Some times ago I opened an enhancement request on this topic, but perhaps better solutions are needed:
https://d.puremagic.com/issues/show_bug.cgi?id=5063

And the solution suggested by Walter here is not enough:
> auto i = array.length;

It's not a big problem, such mistakes usually don't cause significant problems, and sometimes the attempt to avoid the problem is worse than the the problem itself.

Bye,
bearophile
November 08, 2013
That's interesting. Is there a particular reason for using size_t for array indexing rather than int?

> uint[10] data;
> foreach (i, ref x; data)
>     x = i;
>
> This code works on 32 bit systems, because the index i of an array is deduced as a size_t. So it fits inside the array of uints. On a 64 system i is still size_t, but it's now 64 bit long, and it can't fit. Most integral values (like int and uint) in D have a fixed size. While size_t is not fixed in size.
>
> This causes some problems when you want to move 32 bit code to a 64 bit system.
>
> Some times ago I opened an enhancement request on this topic, but perhaps better solutions are needed:
> https://d.puremagic.com/issues/show_bug.cgi?id=5063
November 08, 2013
Am Fri, 08 Nov 2013 09:58:38 +0100
schrieb "logicchains" <jonathan.t.barnard@gmail.com>:

> That's interesting. Is there a particular reason for using size_t for array indexing rather than int?

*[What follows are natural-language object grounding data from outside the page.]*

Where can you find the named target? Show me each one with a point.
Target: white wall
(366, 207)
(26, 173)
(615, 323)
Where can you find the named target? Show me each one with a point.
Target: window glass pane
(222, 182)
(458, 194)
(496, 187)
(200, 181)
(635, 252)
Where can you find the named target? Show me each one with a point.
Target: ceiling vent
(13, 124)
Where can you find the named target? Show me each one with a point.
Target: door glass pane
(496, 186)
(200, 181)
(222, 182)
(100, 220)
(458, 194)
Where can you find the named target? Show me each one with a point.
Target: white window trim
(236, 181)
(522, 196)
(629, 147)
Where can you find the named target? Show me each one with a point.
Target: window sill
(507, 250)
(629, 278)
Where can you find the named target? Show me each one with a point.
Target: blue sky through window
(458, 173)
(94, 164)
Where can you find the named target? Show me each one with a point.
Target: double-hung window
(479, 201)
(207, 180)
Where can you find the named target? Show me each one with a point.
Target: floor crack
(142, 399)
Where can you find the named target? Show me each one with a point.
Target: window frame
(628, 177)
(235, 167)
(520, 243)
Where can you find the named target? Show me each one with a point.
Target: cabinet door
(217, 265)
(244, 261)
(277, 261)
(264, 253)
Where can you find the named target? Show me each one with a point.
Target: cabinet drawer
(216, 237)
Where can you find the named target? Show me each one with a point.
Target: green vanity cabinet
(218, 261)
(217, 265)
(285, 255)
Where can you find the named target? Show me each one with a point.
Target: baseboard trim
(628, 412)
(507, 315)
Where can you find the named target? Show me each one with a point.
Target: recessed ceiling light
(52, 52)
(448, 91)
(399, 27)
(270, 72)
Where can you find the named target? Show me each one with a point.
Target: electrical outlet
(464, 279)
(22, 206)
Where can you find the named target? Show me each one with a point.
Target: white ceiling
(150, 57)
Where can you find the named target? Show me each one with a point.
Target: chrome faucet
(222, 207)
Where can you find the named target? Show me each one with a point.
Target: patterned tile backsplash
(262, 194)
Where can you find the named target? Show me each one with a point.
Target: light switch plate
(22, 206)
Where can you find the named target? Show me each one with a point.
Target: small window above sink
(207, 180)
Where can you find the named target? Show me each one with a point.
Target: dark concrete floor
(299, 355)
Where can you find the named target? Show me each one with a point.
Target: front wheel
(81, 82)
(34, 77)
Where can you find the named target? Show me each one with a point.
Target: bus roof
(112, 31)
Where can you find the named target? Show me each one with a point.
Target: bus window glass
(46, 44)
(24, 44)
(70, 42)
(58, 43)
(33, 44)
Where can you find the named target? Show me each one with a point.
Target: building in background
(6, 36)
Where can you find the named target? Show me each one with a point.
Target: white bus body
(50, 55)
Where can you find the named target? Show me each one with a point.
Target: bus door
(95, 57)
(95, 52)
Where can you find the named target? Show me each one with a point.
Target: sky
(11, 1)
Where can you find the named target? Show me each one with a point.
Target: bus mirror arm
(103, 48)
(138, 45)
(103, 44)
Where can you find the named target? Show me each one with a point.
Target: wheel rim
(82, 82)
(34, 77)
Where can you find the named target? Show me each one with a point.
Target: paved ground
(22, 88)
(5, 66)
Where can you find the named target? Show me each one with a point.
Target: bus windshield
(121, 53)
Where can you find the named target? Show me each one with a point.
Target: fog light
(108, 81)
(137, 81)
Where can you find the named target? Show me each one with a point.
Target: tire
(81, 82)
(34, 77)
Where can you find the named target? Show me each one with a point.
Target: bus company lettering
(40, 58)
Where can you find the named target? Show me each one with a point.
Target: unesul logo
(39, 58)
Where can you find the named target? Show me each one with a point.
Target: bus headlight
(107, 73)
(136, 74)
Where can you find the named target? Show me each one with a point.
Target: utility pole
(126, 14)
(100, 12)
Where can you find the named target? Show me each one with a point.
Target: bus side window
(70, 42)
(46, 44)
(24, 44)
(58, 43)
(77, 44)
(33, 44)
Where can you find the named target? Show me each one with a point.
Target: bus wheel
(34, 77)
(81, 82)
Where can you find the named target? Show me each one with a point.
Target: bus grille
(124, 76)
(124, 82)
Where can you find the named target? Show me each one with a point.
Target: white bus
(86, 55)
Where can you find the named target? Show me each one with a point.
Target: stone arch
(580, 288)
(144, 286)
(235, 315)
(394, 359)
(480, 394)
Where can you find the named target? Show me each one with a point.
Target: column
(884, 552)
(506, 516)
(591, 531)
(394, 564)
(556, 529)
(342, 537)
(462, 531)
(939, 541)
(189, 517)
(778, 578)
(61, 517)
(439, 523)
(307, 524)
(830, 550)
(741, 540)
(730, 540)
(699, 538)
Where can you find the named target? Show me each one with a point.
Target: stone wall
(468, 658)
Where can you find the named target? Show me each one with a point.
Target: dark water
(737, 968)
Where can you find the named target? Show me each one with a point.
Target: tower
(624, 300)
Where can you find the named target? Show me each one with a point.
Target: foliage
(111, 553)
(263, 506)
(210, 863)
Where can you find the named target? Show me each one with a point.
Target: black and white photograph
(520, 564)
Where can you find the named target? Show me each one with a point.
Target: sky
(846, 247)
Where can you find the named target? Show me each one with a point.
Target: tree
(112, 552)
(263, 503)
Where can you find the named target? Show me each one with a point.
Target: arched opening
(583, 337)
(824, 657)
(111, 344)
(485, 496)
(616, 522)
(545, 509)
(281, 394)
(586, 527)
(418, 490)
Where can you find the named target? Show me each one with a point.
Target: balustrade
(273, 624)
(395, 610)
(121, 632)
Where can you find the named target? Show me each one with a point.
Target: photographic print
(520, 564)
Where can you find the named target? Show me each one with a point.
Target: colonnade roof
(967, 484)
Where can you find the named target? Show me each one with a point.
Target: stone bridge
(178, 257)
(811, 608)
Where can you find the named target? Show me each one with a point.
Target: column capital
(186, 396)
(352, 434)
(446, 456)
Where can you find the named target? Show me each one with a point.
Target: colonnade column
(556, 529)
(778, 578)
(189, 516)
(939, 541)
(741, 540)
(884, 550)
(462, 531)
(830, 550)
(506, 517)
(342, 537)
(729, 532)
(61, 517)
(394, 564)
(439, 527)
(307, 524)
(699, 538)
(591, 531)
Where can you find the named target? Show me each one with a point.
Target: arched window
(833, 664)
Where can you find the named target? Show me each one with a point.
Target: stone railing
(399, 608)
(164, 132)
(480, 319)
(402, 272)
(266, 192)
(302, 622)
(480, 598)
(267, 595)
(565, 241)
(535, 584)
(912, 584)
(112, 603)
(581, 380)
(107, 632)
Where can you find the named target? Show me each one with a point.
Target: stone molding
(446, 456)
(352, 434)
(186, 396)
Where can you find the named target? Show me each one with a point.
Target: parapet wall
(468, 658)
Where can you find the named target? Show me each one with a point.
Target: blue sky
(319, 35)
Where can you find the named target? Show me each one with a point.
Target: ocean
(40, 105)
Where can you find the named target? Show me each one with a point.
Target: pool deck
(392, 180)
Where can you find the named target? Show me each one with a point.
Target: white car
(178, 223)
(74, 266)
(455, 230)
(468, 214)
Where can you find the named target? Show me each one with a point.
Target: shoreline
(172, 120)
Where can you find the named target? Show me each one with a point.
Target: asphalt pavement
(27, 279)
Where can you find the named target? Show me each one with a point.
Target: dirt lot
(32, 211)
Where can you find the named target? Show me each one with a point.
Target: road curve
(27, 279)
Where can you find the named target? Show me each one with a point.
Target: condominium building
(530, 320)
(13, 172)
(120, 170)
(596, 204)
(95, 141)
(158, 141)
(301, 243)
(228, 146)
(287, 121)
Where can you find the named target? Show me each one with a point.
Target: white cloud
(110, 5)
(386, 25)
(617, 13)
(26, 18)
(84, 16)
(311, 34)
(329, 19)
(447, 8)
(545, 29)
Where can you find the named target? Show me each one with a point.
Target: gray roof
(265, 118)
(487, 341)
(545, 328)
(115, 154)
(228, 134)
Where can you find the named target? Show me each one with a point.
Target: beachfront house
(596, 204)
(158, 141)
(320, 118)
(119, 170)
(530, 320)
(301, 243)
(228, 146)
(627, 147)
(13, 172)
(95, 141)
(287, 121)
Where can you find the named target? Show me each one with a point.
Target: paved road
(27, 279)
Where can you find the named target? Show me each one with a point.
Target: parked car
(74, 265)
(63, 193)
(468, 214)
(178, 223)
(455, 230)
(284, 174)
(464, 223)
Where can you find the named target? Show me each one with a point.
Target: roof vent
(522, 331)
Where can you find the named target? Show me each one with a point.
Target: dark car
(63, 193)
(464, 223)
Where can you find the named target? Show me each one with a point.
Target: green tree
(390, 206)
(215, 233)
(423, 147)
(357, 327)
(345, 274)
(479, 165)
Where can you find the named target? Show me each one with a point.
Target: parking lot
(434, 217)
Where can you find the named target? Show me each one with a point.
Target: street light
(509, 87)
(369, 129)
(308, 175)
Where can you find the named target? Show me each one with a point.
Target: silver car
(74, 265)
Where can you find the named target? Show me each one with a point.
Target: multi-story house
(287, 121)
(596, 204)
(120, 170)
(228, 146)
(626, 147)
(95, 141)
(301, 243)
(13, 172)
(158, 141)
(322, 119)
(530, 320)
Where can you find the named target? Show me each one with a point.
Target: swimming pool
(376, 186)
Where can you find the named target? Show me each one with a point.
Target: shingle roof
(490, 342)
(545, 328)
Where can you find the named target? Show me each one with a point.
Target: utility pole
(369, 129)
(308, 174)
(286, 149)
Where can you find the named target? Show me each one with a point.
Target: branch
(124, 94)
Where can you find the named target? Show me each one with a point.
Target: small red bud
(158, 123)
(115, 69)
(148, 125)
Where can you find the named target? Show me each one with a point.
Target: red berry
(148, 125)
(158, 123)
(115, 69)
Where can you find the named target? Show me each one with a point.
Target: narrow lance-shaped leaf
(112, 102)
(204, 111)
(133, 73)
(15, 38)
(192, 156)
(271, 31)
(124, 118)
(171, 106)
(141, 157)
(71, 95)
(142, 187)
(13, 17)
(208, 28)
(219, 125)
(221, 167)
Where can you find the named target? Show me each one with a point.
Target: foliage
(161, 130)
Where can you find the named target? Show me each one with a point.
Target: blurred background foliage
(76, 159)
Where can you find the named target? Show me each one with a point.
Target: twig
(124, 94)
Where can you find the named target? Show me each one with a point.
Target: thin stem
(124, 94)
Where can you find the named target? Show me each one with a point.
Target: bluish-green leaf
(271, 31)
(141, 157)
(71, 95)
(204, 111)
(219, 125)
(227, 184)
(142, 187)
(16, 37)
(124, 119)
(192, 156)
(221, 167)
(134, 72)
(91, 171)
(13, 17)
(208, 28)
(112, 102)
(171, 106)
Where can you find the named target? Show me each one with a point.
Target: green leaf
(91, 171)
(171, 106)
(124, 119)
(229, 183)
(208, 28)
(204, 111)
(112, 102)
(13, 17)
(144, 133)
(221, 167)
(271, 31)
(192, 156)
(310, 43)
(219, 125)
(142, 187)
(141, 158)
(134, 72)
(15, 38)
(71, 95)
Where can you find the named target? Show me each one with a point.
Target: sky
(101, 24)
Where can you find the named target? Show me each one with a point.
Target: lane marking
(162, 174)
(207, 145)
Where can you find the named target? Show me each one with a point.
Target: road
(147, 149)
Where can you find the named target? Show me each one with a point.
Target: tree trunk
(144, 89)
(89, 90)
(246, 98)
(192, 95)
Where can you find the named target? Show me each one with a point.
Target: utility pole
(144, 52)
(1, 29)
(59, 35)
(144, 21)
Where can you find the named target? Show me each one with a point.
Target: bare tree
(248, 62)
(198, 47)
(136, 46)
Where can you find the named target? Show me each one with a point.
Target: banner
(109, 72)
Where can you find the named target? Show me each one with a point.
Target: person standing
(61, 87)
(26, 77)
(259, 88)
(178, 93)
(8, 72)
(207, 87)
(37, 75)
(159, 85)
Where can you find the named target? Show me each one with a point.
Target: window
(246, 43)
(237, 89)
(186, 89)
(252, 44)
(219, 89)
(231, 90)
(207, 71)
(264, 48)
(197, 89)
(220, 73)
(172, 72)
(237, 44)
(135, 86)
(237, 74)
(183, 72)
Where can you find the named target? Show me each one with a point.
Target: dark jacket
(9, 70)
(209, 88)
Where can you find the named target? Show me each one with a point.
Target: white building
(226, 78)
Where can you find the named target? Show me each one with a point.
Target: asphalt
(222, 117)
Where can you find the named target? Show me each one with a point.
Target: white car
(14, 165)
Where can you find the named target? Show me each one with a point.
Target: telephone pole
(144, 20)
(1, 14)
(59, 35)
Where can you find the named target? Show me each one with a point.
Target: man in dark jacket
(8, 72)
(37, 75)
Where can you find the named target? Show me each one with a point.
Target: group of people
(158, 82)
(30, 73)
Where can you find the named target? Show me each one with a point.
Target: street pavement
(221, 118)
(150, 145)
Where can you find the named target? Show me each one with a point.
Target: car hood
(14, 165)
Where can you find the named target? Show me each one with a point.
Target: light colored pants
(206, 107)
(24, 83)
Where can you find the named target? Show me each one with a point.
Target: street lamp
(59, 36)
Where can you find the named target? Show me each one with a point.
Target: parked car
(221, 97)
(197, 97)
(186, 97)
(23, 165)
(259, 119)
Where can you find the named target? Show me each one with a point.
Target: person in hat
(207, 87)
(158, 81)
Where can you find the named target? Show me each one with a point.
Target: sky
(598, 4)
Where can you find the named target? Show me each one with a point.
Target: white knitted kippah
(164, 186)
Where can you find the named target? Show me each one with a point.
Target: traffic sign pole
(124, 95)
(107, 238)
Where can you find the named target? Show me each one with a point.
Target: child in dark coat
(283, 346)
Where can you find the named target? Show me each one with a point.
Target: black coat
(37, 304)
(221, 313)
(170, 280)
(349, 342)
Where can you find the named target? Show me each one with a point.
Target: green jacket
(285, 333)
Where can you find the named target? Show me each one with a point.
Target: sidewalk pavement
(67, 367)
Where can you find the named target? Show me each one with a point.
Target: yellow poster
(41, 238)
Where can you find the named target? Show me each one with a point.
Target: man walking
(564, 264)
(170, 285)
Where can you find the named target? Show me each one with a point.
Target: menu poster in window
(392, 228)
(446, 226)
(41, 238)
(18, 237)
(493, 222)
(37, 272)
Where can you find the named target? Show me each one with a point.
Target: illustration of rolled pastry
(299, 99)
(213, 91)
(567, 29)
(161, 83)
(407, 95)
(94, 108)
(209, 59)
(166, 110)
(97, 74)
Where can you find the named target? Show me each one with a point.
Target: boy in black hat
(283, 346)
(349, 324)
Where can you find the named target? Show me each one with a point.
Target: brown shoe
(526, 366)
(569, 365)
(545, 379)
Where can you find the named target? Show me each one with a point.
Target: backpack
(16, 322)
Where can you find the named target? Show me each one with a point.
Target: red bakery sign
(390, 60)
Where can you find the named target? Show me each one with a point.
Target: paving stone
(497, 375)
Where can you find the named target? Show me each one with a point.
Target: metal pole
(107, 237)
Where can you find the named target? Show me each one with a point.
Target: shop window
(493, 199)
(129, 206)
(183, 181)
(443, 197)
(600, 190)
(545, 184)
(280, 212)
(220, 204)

It is the natural representation of an array index. It is
unsigned and spans the whole addressable memory area.
The _t indicates that its size depends on the target
architecture.

-- 
Marco

November 08, 2013
On Friday, 8 November 2013 at 09:37:56 UTC, Marco Leise wrote:
> The _t indicates that its size depends on the target
> architecture.

Erm? I am pretty sure "_t" is just a short form for "type", common naming notation from C.
November 08, 2013
Ah, right. I'll bear it in mind if I'm ever writing cross-architectural code in D.

On Friday, 8 November 2013 at 09:37:56 UTC, Marco Leise wrote:
> Am Fri, 08 Nov 2013 09:58:38 +0100
> schrieb "logicchains" <jonathan.t.barnard@gmail.com>:
>
>> That's interesting. Is there a particular reason for using size_t for array indexing rather than int?
>
> It is the natural representation of an array index. It is
> unsigned and spans the whole addressable memory area.
> The _t indicates that its size depends on the target
> architecture.

November 08, 2013
Your site counts 90 SLOC for the D entry, that comes from 83 lines of code plus 7 comment lines. I think you shouldn't count the lines of comments, from all the entries.

If you want to count the comments too, then if you want I'll submit a 83 lines long D version without comments for your site, as in the Scala entry, for a little more fair comparison.

The Scala entry has lines of code like:

case (numLvls, threadNum) => {val rnd = new Xorshift32(rand.nextInt); if(!silent) println(s"Thread number $threadNum has seed " +  rnd.seed); numLvls -> rnd}

Bye,
bearophile
November 08, 2013
On Friday, 8 November 2013 at 11:47:02 UTC, logicchains wrote:
> Ah, right. I'll bear it in mind if I'm ever writing cross-architectural code in D.

Using size_t as array indices is a c/c++ convention that is also relevant to D, it's definitely not a D specific thing. Perhaps it is more common here due to it's use in .length for arrays and the index in foreach amongst other places in the language.